Note that operationally language is not regarded as a component of feature of culture. If it were so, translation would be impossible. Language does however contain all kinds of cultural deposits, in the grammar (genders of inanimate nouns), forma of address (like Sie, usted) as well as the lexis (‘the sun sets’), which are not taken account of in universals either in consciousness or translation. Further, the more specific a language becomes for natural phenomena (e.g., flora and fauna) the more it becomes embedded in cultural features, and therefore creates translation problems. Which is worrying, since it is notorious that the translation of the most general words (particularly of morals and feelings, as Tyler noted in 1790) – love, temperance, temper, right, wrong – is usually harder than that of specific words.

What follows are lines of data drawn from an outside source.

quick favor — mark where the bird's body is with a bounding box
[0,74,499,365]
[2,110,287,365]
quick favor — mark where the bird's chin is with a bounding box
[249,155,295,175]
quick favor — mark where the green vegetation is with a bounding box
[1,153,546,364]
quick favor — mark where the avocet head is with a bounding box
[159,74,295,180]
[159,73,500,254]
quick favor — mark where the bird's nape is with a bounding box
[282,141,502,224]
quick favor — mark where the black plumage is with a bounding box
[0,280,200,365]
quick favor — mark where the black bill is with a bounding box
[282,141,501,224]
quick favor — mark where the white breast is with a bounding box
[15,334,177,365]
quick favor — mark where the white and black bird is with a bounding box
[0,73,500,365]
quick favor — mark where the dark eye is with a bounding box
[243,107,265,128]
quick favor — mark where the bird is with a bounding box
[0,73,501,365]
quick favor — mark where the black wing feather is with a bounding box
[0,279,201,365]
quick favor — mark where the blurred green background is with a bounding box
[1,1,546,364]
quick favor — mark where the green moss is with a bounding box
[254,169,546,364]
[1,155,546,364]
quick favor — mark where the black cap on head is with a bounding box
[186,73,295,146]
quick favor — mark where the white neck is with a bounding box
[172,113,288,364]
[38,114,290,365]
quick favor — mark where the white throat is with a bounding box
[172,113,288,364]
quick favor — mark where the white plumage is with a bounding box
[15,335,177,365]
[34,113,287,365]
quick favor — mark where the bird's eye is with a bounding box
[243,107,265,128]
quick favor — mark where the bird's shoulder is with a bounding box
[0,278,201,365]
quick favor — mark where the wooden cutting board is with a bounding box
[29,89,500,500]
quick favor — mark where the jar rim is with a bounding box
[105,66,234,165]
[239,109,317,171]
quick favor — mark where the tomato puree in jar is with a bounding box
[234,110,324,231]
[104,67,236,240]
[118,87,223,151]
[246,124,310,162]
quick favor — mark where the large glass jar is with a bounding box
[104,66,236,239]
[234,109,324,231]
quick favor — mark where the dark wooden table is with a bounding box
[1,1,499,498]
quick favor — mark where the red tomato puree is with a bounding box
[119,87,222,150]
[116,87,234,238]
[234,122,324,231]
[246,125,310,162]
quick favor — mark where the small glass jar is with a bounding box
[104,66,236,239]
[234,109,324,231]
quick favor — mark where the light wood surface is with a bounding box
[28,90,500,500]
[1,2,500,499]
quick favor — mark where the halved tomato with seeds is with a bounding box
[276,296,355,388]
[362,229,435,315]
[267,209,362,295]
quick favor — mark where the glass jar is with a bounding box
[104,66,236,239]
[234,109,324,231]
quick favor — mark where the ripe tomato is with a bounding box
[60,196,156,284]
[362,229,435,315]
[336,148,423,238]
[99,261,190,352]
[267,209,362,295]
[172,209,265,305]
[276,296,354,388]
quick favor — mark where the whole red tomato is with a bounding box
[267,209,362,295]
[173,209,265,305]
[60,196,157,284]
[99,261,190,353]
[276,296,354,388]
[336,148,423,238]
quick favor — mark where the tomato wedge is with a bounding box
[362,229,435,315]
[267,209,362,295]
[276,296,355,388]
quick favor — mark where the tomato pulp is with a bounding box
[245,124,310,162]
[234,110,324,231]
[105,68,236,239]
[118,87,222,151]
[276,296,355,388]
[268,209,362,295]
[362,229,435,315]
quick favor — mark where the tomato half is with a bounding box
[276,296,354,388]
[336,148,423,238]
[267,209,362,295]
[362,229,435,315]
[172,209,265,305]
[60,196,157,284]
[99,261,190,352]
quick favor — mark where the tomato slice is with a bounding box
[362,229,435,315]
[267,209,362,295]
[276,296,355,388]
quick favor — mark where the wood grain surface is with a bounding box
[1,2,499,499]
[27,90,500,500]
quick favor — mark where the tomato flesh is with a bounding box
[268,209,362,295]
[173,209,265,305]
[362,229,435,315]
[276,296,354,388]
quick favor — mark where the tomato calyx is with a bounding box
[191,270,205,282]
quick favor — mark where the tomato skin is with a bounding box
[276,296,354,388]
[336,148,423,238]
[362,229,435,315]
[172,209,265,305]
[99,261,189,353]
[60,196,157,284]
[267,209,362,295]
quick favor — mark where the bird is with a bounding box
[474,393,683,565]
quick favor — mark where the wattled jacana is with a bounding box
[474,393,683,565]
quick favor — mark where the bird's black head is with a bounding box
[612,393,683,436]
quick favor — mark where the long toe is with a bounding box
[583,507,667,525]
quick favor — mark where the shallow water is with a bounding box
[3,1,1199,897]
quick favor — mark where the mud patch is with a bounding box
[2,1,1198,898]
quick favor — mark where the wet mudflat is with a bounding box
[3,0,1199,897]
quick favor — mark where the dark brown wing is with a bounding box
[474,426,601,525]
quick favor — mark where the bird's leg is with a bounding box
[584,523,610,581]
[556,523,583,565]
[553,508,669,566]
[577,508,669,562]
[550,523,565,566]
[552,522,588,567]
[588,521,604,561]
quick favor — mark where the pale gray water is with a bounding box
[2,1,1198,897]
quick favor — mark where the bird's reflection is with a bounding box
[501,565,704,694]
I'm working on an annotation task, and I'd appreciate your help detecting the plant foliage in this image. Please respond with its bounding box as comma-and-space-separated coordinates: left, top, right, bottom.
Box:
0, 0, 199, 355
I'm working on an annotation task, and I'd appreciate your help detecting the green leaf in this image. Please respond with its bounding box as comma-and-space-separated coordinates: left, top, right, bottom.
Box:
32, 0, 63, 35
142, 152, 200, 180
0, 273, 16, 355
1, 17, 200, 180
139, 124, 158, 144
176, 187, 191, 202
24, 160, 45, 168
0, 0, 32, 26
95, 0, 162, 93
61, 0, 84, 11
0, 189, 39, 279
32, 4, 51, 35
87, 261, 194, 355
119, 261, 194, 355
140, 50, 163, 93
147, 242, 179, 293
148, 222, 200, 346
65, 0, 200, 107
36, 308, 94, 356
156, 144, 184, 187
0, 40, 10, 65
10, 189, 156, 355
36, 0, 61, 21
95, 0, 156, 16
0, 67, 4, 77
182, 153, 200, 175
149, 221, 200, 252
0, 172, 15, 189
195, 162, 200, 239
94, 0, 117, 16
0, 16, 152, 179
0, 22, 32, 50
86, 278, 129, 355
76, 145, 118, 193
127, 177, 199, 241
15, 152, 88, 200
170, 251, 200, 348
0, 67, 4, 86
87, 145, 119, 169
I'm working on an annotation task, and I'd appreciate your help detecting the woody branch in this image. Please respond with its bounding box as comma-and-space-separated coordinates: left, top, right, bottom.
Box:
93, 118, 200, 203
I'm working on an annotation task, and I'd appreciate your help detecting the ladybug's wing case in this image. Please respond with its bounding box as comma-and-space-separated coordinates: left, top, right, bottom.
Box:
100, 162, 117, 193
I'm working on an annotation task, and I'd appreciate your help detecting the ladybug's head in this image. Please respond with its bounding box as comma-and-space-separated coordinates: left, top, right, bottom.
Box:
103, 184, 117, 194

Most ‘cultural’ words are easy to detect, since they are associated with a particular language and cannot be literally translated, but many cultural customs are described in ordinary language (‘topping out a building’, ‘time, gentlemen, please’, ‘mud in your eye’), where literal translation would distort the meaning and a translation may include an appropriate descriptive- functional equivalent. Cultural objects may be referred to by a relatively culture-free generic term or classifier (e.g., ‘tea’) plus the various additions is different cultures, and you have to account for these additions (‘rum’, ‘lemon’, ‘milk’, ‘biscuits’, ‘cake’, other courses, various times of day), which may appear in the course of the SL text.